À quelques jours du lancement des épreuves du Baccalauréat, le ministère de l’Éducation nationale, de l’Alphabétisation, de l’Enseignement technique et de la Formation professionnelle (MENA-ETFP) durcit le ton. Dans un communiqué officiel, le département annonce une série de mesures fermes contre toute tentative de fraude, qu’elle implique des candidats, des agents de l’État ou des acteurs de l’enseignement privé.

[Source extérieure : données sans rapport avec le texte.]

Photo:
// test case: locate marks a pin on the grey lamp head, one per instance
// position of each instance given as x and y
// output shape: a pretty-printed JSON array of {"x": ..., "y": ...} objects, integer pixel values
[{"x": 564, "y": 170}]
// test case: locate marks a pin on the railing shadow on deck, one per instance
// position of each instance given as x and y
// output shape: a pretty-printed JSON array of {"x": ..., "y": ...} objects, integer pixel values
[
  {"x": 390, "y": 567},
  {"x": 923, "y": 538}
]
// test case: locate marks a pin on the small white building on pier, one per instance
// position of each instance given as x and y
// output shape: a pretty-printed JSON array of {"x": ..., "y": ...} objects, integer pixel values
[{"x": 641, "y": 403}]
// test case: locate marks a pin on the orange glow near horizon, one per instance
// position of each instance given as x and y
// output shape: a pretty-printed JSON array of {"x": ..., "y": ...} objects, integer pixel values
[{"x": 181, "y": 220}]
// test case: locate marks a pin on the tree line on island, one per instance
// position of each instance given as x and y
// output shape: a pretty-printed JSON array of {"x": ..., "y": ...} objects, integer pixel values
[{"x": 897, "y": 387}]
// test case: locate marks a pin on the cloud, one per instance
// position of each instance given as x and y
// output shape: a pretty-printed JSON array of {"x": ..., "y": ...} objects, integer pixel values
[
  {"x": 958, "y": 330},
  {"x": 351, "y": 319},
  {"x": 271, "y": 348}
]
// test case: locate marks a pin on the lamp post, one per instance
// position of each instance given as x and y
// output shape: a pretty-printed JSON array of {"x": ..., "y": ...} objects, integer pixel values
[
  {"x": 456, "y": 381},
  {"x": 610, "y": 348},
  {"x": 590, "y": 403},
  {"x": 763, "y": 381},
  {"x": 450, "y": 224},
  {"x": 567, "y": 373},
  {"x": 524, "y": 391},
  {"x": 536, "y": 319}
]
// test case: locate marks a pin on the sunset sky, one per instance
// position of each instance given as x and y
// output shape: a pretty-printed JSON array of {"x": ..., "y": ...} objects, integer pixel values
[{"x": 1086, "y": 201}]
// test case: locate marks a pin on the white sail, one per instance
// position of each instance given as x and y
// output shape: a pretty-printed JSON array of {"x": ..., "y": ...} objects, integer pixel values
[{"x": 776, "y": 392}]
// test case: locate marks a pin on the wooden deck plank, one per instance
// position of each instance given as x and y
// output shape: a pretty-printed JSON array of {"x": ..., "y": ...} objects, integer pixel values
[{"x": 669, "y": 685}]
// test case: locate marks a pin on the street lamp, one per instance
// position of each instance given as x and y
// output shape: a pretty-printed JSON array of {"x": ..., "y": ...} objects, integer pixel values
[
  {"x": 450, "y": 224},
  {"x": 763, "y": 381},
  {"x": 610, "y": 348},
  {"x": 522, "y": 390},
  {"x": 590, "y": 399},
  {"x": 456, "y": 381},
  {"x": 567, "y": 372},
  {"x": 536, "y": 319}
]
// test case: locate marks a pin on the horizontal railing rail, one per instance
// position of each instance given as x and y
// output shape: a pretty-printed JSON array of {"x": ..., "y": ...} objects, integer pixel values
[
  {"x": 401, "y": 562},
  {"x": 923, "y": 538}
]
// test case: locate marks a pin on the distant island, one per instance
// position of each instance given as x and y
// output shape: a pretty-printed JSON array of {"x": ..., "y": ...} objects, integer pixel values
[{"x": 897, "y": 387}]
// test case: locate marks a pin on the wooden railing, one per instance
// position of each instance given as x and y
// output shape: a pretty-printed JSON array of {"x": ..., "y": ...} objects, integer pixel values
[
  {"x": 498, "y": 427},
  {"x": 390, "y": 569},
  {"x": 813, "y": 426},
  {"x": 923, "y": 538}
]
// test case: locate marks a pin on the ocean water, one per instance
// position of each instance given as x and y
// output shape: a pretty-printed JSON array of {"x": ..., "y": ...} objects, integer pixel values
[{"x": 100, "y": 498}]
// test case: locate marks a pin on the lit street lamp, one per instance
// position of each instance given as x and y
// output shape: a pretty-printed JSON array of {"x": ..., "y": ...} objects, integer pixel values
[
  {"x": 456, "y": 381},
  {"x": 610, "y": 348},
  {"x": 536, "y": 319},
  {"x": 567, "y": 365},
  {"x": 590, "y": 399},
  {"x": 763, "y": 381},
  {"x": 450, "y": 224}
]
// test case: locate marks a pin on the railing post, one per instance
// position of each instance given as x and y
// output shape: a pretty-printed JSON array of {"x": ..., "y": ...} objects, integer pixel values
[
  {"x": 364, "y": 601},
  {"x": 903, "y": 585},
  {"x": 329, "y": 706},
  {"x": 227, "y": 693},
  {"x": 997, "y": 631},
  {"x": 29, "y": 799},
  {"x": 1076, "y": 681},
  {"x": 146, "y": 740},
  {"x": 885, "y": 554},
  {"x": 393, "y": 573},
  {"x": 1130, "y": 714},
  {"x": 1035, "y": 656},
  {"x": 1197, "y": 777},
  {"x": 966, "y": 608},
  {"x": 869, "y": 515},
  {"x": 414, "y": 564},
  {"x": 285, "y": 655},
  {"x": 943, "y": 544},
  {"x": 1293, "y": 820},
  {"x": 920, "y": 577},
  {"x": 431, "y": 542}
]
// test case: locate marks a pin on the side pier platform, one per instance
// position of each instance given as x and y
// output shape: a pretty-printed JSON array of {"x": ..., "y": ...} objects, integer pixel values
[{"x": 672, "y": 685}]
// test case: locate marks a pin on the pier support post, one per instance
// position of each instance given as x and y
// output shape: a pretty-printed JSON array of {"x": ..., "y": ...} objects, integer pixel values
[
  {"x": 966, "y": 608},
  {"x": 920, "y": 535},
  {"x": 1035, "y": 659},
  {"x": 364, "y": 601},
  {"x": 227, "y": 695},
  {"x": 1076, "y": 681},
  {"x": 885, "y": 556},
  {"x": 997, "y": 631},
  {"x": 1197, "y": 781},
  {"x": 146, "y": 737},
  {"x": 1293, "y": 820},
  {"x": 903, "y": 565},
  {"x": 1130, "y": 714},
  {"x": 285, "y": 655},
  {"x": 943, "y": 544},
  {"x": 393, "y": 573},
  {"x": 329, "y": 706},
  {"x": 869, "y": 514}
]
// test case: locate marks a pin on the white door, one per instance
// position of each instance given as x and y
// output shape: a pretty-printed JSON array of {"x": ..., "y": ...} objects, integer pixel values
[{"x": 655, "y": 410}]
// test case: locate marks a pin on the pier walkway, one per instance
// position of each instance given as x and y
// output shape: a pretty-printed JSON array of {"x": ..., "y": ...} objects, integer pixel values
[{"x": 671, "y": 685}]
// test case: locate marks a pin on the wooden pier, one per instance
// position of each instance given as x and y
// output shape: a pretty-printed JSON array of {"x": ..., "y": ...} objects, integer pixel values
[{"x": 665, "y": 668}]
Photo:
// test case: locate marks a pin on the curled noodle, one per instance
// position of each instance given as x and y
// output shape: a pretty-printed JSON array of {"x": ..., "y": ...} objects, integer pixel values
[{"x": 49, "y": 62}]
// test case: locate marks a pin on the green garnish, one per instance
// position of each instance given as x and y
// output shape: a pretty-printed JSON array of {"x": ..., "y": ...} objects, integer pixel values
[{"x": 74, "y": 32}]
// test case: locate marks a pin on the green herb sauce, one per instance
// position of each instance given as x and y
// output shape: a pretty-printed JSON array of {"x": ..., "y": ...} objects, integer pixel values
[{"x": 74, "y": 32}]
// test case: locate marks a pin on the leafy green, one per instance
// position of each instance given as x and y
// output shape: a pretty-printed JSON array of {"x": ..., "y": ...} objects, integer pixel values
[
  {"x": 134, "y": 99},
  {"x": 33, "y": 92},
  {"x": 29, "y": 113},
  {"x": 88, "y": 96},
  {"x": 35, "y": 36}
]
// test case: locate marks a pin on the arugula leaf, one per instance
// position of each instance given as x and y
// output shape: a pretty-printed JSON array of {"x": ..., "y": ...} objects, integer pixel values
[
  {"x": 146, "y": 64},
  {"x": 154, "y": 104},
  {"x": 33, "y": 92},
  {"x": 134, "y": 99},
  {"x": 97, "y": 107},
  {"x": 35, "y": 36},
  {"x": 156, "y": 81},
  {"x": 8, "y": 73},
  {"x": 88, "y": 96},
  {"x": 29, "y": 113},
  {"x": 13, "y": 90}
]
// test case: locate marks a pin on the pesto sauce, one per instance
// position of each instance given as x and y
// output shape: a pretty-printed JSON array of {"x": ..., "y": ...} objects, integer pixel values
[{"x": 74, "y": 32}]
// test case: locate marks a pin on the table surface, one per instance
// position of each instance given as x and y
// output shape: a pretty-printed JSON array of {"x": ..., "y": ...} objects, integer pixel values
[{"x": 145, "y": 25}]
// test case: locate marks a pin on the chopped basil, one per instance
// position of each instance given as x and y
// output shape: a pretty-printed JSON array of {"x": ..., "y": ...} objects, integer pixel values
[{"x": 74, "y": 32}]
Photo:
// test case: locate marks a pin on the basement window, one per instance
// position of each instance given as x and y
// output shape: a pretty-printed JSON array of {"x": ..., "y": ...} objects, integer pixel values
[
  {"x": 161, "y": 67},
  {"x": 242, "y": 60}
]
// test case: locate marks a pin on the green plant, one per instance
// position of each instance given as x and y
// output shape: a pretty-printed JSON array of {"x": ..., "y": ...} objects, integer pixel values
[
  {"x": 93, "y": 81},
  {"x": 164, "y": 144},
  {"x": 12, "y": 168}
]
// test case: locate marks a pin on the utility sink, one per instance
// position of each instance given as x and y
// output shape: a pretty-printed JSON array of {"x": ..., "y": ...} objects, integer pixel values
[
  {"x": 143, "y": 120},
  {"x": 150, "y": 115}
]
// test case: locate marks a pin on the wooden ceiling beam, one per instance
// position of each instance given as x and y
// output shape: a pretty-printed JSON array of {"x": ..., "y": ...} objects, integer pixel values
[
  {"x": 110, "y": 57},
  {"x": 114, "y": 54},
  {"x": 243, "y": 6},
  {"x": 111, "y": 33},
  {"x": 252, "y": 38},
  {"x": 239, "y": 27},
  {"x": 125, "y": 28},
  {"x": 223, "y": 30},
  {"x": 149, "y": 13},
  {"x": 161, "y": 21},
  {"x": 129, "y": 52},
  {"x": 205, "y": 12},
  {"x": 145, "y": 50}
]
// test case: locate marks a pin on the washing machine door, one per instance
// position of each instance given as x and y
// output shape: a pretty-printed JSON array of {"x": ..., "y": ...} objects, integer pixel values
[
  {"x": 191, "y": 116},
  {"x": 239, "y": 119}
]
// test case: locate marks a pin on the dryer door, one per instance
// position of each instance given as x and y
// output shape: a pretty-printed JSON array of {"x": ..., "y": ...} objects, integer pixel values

Le ministère se félicite d’abord du bon déroulement des examens du Certificat de fin d’études élémentaires (CEE) et du Brevet d’études du premier cycle (BEPC), session 2026. Toutefois, il déplore l’apparition de quelques cas isolés de fraude organisée sur les réseaux sociaux et les plateformes numériques, rappelant que ces pratiques portent gravement atteinte à la crédibilité des diplômes nationaux.
Dans cette dynamique, les autorités adressent un avertissement sans équivoque à l’ensemble de la communauté éducative.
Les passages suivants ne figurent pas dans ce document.